The candidate with the lowest proportion of the vote after the first count will be eliminated and their votes will be apportioned to where their voters have indicated on their ballot paper. This process is reiterated until two candidates remain and a candidate is elected when they have greater than 50% of the two party preferred vote.
I'm seeking to visualise the above reiterating distribution process using flow diagram, and ggalluvium.
However I can't quite seem to plot the aesthetics to show the flows feeding votes to candidates in the next count of the votes.
Here's what I get so far:
library(tidyverse)
library(magrittr)
library(ggalluvial)
Load Data
house_of_reps <- read_csv("https://results.aec.gov.au/24310/Website/Downloads/HouseDopByDivisionDownload-24310.csv", skip = 1)
house_of_reps$BallotPosition %<>% as.factor()
house_of_reps$CountNumber %<>% as.factor()

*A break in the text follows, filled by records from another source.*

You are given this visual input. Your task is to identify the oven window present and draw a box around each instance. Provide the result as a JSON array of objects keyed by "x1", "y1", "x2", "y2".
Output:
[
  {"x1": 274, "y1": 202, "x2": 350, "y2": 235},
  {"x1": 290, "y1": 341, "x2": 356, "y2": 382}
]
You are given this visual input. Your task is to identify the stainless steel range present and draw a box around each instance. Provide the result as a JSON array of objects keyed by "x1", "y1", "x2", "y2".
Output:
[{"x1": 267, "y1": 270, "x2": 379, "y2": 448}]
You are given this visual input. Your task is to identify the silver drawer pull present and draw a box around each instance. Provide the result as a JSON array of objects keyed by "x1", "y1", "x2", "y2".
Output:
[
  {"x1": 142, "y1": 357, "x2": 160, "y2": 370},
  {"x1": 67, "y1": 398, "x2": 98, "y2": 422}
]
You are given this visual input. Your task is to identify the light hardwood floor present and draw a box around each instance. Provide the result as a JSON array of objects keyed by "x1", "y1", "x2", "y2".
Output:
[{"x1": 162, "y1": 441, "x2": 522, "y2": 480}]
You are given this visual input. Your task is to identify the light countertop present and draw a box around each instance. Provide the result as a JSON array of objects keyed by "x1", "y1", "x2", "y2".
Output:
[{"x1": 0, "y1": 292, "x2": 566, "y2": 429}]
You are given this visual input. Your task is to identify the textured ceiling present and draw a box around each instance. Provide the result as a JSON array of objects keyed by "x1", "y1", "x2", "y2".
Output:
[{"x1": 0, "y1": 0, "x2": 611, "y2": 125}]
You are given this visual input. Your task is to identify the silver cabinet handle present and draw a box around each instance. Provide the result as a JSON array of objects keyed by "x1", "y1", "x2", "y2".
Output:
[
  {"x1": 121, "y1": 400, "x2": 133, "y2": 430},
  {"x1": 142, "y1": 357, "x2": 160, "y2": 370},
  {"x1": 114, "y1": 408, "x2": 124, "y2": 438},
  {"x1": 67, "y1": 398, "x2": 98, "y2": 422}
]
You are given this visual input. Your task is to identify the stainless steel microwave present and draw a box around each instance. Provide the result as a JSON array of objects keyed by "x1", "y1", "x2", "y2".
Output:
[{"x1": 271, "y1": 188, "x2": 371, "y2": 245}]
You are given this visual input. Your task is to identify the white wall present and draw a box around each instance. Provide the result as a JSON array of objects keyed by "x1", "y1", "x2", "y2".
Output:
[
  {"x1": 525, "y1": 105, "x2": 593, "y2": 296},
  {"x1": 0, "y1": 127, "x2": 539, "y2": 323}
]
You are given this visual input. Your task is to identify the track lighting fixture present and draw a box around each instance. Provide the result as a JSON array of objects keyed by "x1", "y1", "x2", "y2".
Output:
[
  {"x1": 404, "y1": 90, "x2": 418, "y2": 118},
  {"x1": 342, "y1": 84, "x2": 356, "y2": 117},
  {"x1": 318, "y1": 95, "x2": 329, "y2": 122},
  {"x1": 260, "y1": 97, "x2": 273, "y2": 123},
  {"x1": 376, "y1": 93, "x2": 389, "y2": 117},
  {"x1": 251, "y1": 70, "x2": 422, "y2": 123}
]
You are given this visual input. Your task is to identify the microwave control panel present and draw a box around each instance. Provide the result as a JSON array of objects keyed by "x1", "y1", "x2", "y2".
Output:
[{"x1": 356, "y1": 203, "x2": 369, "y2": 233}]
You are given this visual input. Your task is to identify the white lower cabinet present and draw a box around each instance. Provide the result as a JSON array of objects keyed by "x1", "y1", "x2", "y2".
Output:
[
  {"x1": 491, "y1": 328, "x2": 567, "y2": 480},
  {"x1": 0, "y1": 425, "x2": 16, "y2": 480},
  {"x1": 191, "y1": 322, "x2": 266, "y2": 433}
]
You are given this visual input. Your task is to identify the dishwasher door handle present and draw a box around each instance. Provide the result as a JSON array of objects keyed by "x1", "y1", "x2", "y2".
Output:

cooper <- house_of_reps %>%
filter(DivisionNm == "Cooper") %>%
spread(CalculationType, CalculationValue) %>%
select(4,9,10,14)
cooper %>% ggplot(aes(x = CountNumber, alluvium = PartyNm, stratum = `Preference Percent`, y = `Preference Percent`, fill = PartyAb)) +
geom_alluvium(aes(fill = PartyAb), decreasing = TRUE) +
geom_stratum(decreasing = TRUE) +
geom_text(stat = "stratum",decreasing = TRUE, aes(label = after_stat(fill))) +
stat_stratum(decreasing = TRUE) +
stat_stratum(geom = "text", aes(label = PartyAb), decreasing = TRUE) +
scale_fill_viridis_d() +
theme_minimal()
Output image
Would appreciate any guidance on how to show where the votes after each subsequent count are flowing to which political party in the next stratum.
Unfortunately your dataset is not well suited for the kind of plot you have in mind. While the plotting itself is easy, to achieve the desired plot involves "some" data wrangling and preparation steps.

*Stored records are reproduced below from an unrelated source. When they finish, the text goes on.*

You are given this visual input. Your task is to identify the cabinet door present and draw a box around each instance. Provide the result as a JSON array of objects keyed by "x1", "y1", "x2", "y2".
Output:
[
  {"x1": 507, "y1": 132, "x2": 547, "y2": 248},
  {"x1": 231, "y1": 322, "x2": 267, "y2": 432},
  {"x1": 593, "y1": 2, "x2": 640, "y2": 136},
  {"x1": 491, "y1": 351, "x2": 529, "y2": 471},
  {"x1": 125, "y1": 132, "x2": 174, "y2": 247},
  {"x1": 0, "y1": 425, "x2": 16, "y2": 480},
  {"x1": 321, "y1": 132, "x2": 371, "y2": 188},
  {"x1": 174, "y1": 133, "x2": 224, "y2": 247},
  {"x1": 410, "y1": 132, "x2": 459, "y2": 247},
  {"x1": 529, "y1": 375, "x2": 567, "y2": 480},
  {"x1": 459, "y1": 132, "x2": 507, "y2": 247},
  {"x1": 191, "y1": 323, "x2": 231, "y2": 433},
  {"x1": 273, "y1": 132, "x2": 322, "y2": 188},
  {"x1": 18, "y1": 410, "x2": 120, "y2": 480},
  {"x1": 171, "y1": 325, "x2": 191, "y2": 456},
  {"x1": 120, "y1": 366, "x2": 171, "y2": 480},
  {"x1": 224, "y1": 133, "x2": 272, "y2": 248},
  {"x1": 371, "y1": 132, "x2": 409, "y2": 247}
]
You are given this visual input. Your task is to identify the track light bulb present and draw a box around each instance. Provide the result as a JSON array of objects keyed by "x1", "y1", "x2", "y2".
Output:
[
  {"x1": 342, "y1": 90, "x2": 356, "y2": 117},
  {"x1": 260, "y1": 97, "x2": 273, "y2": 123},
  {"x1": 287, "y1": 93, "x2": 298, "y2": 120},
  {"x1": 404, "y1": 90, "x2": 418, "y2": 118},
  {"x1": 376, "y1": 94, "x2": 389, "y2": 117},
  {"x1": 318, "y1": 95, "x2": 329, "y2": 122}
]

The general issue is that your dataset as is does not show the flow of votes from one party to a second. It only shows the overall number of votes a party lost or receivd in each count.
However, as in each step only one party drops out this missing information could be extracted from your data. The basic idea is to split the obs for each party or more precisely each party which drops out in one of the later counts by voter's secondary party preference.

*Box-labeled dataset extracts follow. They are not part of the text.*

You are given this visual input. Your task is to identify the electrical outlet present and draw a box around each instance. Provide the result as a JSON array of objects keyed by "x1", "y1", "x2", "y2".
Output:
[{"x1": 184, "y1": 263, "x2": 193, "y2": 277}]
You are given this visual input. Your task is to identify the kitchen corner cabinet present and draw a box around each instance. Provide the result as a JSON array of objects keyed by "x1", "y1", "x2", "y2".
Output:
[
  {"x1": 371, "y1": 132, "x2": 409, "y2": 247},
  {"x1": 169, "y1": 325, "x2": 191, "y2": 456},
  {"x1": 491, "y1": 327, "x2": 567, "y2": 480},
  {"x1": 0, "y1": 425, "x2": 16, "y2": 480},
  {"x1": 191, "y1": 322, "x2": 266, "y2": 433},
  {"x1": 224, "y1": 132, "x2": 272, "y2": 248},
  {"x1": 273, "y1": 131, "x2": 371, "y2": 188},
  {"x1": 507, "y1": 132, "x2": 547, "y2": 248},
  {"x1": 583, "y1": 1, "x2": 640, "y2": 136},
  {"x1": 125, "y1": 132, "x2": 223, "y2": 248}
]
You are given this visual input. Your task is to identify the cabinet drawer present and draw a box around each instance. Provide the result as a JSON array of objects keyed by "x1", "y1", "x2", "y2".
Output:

Not sure wether each step is clear but I added some explanations as comments and added a plot of the final structure of the dataset which hopefully makes it clearer what's the final result of all the steps:
library(tidyverse)
library(magrittr)
library(ggalluvial)
# Load Data
house_of_reps <- read_csv("https://results.aec.gov.au/24310/Website/Downloads/HouseDopByDivisionDownload-24310.csv", skip = 1)
house_of_reps$BallotPosition %<>% as.factor()
house_of_reps$CountNumber %<>% as.factor()
cooper <- house_of_reps %>%
filter(DivisionNm == "Cooper") %>%
spread(CalculationType, CalculationValue) %>%
select(count = CountNumber, party = PartyAb, pref = `Preference Count`, trans = `Transfer Count`)
# Helper function to
make_rows <- function(x) {
# Name of party which gets dropped in this period
dropped <- filter(x, trans < 0) %>% pull(party)
if (length(dropped) > 0) {
x <- filter(x, trans >= 0)
# Replacements are added two times. Once for the period where the party drops out,
# and also for the previous period
xdrop <- mutate(x, party = dropped, pref = trans, trans = 0, is_drop = FALSE)
xdrop1 <- mutate(xdrop, count = count - 1, to = party, is_drop = FALSE)
# For the parties to keep or which receive transfered votes have to adjust the number of votes
xkeep <- mutate(x, pref = pref - trans, trans = 0)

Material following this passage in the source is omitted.